Plug those numbers into the goals-against average formula and he has a 2.51 GAA, which is rather swollen by his standards.
It could be worse, but could also be better. The Bruins must remain attentive to at least ensure the former does not come to fruition.
This is by no means a product of a team-wide defensive letdown. Take Chara’s teammates’ minutes and total goals-against, apply them to the same formula and the second-highest GAA among Boston blueliners belongs to Matt Bartkowski (2.47).

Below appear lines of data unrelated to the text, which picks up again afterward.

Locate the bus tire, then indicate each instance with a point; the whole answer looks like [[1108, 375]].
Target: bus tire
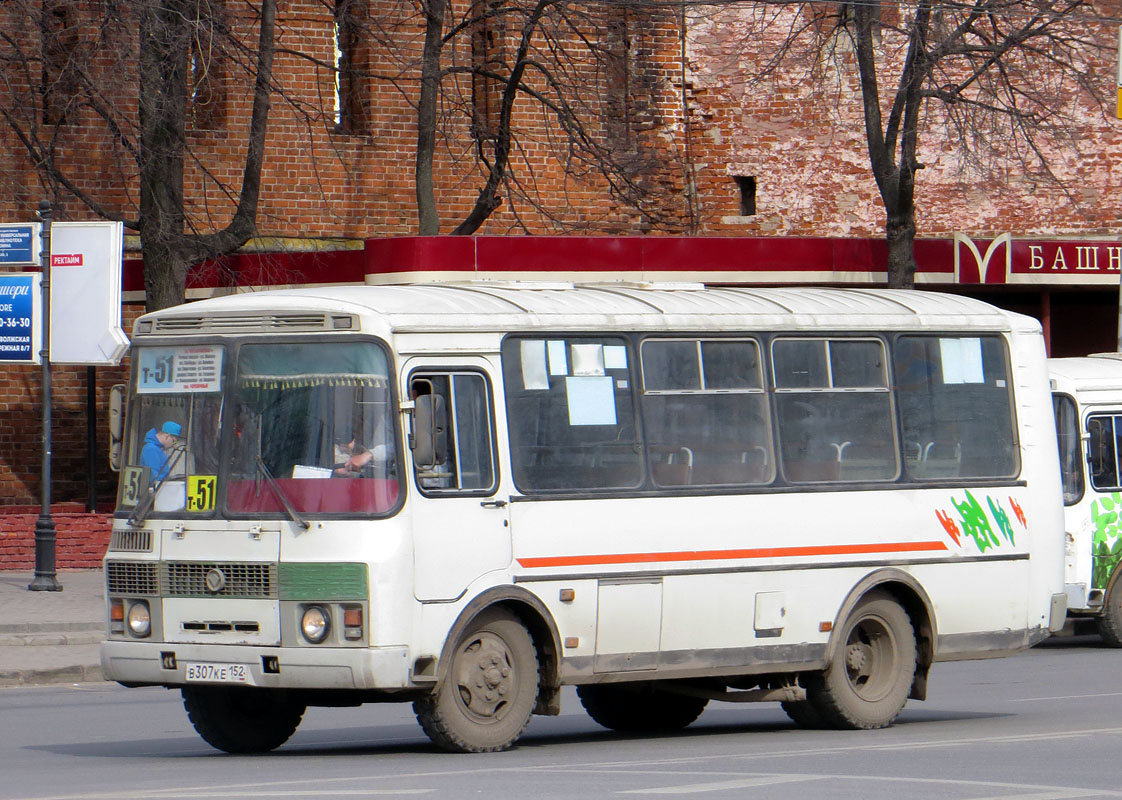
[[241, 720], [867, 682], [488, 692], [638, 709], [1110, 622]]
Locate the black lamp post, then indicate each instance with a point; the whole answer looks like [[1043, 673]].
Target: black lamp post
[[45, 579]]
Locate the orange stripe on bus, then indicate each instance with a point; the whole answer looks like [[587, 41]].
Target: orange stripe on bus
[[730, 554]]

Among the team’s other top-four defensemen, Johnny Boychuk boasts a median of 1.68 opposing goals for every 60 minutes played. Torey Krug’s average is 1.47 while Dennis Seidenberg has an otherworldly 0.76 with only two goals in his first 158 minutes and 32 seconds.
Oh, and entering Sunday night’s NHL action, Boston led the league with a 1.43 team GAA.

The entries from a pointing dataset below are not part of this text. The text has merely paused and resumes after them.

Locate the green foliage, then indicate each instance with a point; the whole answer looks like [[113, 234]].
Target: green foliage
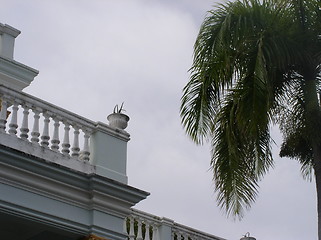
[[256, 63]]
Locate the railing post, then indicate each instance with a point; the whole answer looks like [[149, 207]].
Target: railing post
[[165, 229]]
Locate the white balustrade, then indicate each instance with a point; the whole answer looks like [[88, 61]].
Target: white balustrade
[[25, 114], [141, 225]]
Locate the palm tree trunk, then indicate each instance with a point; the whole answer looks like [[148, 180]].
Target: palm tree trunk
[[317, 172], [313, 121]]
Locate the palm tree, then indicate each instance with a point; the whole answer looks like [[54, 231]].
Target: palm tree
[[256, 64]]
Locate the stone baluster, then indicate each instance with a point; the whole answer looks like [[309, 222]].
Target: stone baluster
[[155, 233], [66, 143], [75, 146], [139, 229], [24, 126], [55, 137], [3, 114], [131, 229], [186, 236], [85, 152], [147, 237], [35, 130], [178, 236], [45, 134], [14, 119]]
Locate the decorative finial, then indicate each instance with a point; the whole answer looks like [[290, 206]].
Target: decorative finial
[[247, 237]]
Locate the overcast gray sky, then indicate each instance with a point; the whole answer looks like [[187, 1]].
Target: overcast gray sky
[[94, 54]]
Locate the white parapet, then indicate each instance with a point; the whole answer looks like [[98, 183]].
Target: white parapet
[[46, 131], [12, 73], [144, 226], [7, 39]]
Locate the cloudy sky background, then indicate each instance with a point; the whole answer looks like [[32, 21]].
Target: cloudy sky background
[[94, 54]]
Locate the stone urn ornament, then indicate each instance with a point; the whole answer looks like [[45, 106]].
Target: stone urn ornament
[[247, 237], [118, 119]]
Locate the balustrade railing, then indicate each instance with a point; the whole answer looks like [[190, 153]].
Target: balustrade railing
[[143, 226], [37, 117]]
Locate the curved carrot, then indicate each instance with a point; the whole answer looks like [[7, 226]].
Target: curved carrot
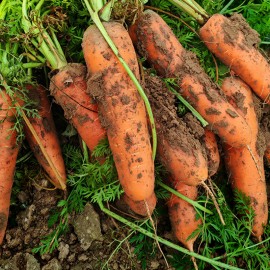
[[233, 42], [121, 108], [245, 165], [157, 43], [212, 152], [8, 155], [45, 129], [183, 215], [68, 86], [143, 208]]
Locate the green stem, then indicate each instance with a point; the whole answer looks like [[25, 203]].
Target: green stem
[[95, 18], [176, 193], [240, 250], [191, 8], [43, 42], [32, 65], [164, 241]]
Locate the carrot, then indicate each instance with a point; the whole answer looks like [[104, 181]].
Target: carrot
[[234, 43], [121, 108], [183, 215], [143, 208], [68, 87], [45, 129], [8, 154], [68, 80], [212, 151], [157, 43], [245, 165], [178, 150]]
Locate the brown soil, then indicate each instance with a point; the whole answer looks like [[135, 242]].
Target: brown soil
[[31, 225]]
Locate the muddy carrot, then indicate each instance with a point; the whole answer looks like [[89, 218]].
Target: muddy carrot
[[8, 155], [234, 42], [143, 208], [245, 165], [157, 43], [121, 108], [178, 150], [44, 127]]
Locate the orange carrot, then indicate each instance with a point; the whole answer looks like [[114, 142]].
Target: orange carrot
[[8, 154], [178, 150], [183, 215], [68, 86], [157, 43], [212, 152], [245, 165], [121, 108], [45, 130], [267, 154], [234, 43], [143, 208]]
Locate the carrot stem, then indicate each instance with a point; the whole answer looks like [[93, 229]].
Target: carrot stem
[[164, 241], [98, 23], [48, 46], [181, 196], [191, 8]]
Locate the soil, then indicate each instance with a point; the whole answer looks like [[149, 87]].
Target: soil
[[90, 243]]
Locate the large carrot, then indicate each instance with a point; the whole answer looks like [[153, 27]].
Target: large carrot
[[121, 108], [44, 127], [143, 208], [68, 81], [183, 215], [8, 154], [245, 165], [180, 153], [157, 43], [234, 43]]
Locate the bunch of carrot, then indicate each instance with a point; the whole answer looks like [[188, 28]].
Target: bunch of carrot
[[101, 100]]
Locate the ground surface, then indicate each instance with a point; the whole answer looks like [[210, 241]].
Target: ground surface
[[90, 243]]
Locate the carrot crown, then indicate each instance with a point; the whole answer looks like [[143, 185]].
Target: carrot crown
[[43, 39]]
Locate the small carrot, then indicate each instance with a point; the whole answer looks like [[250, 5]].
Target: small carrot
[[157, 43], [234, 42], [178, 150], [68, 80], [143, 208], [45, 130], [212, 152], [245, 165], [183, 215], [68, 87], [121, 108], [8, 155]]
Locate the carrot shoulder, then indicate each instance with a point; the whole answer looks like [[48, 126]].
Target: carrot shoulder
[[233, 42], [8, 156], [68, 86], [121, 108], [45, 129], [245, 165], [157, 43]]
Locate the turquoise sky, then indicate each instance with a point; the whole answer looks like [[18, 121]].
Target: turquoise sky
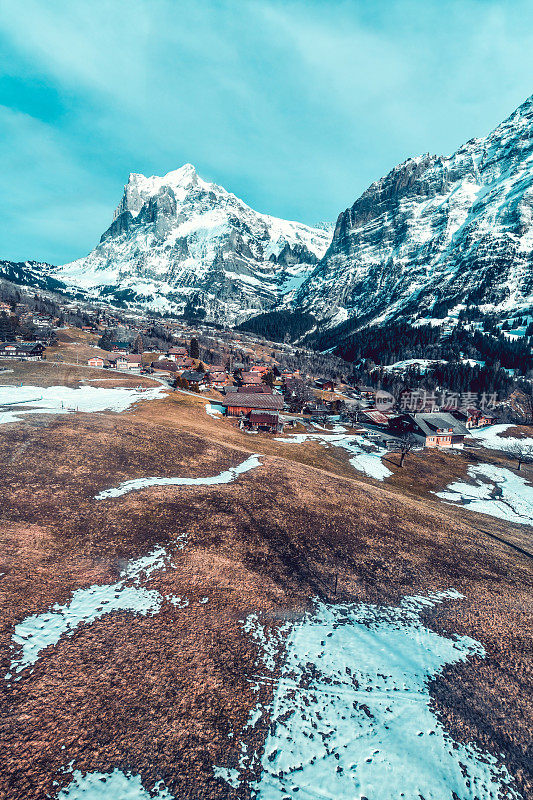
[[294, 106]]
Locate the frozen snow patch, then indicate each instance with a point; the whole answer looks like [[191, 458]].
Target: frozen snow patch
[[490, 437], [352, 716], [226, 476], [367, 461], [21, 400], [497, 491], [39, 631]]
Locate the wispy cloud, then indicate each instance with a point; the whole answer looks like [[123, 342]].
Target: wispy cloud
[[295, 106]]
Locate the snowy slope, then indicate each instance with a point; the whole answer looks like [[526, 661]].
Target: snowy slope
[[434, 233], [178, 241]]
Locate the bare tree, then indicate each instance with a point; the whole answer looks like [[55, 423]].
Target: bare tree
[[521, 452], [405, 444]]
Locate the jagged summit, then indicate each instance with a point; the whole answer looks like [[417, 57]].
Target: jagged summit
[[177, 242]]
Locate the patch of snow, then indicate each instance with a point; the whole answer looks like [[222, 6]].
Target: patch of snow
[[231, 776], [62, 399], [497, 491], [39, 631], [226, 476], [491, 439], [352, 715], [114, 785], [366, 461]]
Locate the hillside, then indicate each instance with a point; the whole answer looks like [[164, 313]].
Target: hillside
[[181, 657]]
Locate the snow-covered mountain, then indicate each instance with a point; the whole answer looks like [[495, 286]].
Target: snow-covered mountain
[[434, 233], [178, 242]]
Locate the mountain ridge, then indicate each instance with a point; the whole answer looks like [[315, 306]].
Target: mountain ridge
[[435, 230], [178, 243]]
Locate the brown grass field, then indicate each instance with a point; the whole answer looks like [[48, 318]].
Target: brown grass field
[[159, 696]]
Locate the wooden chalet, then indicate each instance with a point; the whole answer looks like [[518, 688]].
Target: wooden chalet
[[194, 379], [176, 353], [325, 385], [239, 403], [165, 364], [250, 378], [437, 430], [473, 417], [265, 421], [254, 388]]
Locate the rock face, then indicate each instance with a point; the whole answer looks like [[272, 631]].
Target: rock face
[[434, 233], [179, 243]]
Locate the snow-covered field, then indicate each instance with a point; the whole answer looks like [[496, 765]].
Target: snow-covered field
[[364, 460], [21, 400], [226, 476], [491, 437], [351, 715], [114, 785], [496, 491], [37, 632]]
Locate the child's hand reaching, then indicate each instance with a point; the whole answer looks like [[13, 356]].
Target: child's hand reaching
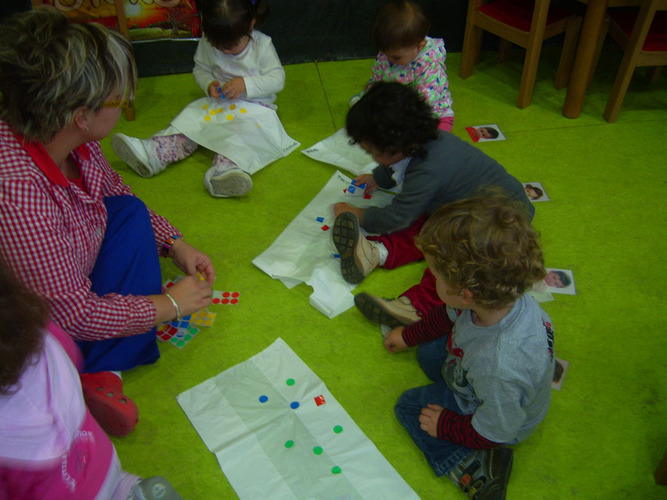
[[394, 340], [367, 179], [214, 89], [428, 420], [234, 88]]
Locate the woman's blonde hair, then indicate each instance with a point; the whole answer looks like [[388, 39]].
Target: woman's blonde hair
[[49, 68], [486, 245]]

Chara’s choppy results are also not attributable to playing the most minutes on his team or being assigned to curb the opposition’s top scorers. That theory is moot because of what he has posted in the past (more on that in a moment) as well as the early output of other league minute-munchers.
Here are just five busy blueliners and their respective GAA, as this author calculated before Sunday’s games and all better than their team’s collective stinginess rate: Ryan Suter (1.82), Dion Phaneuf (1.89), Kevin Bieksa (1.99), Christian Ehrhoff (2.12) and Shea Weber (2.34).
Ordinarily, Chara is somewhere in that neighborhood. The only time he has not been there at the end of a season in his Bruins tenure was the Dave Lewis disaster of 2006-07, when 127 blunders in 2,237:19 amounted to a 3.41 GAA (the team combined for 3.48).
In his first seven full seasons since coming to Boston, Chara has retained a GAA that was better than the team’s four times. The rest of the time, he has stayed within a reasonable radius of the Bruins’ collective rate.
|Season||Ice Time||Goals Against||Chara's GAA||Boston's GAA|
Over the first six seasons of the Claude Julien era, Chara has kept his final average below 2.50 five times. The only exception was 2011-12, when the Bruins were coming off their Stanley Cup victory and he retained a 2.58 stinginess rate.
Residual wear and tear did not push him too far beyond the boundaries of top-notch efficiency that year. Even so, there is more reason for the Boston staff to guard against cumulative fatigue in 2013-14 than there was two seasons ago.
Chara, like the rest of Boston’s returnees, had less time to recover from their 2013 run than from their 2011 tournament. Last season was a start-to-finish sprint compacting 70 games into five months.
It ended on June 24, a mere 79 days before this year’s training camp commenced and 101 days before the current regular season opened. In 2011, there was a 116-day gap between the Bruins raising the Cup and raising the banner.
To add to the uniqueness of 2013-14, the 36-year-old Chara is auditioning for yet another Olympic gig with his native Slovakia. If he earns it, he will take a two-way, transcontinental journey enveloping two weeks of competition while the majority of his major league mates are taking advantage of a respite.
With all of that potential activity in the near future piling on top of the intensive, arguably unmatched activity from the near past, cutbacks of one or two minutes per night will not likely suffice for long.
Barring any schedule changes, the Bruins will have 17 sets of consecutive game days/nights beginning in the middle of this week. If it suits a given matchup, one half of many of those pairs will likely be the go-to times to rest the roster’s biggest minute-muncher, namely starting goaltender Tuukka Rask.
Given what he has recently been through, what he will likely soon go through and his trajectory, it only makes sense if they do the same for their biggest minute-munching skater. At least doing so for between one-third and half of those back-to-backs could prove a prudent method of curtailing more physical taxation, if not building more wind for later.
Unless otherwise indicated, all statistics for this report were found via nhl.com and are through games of Saturday, October 19.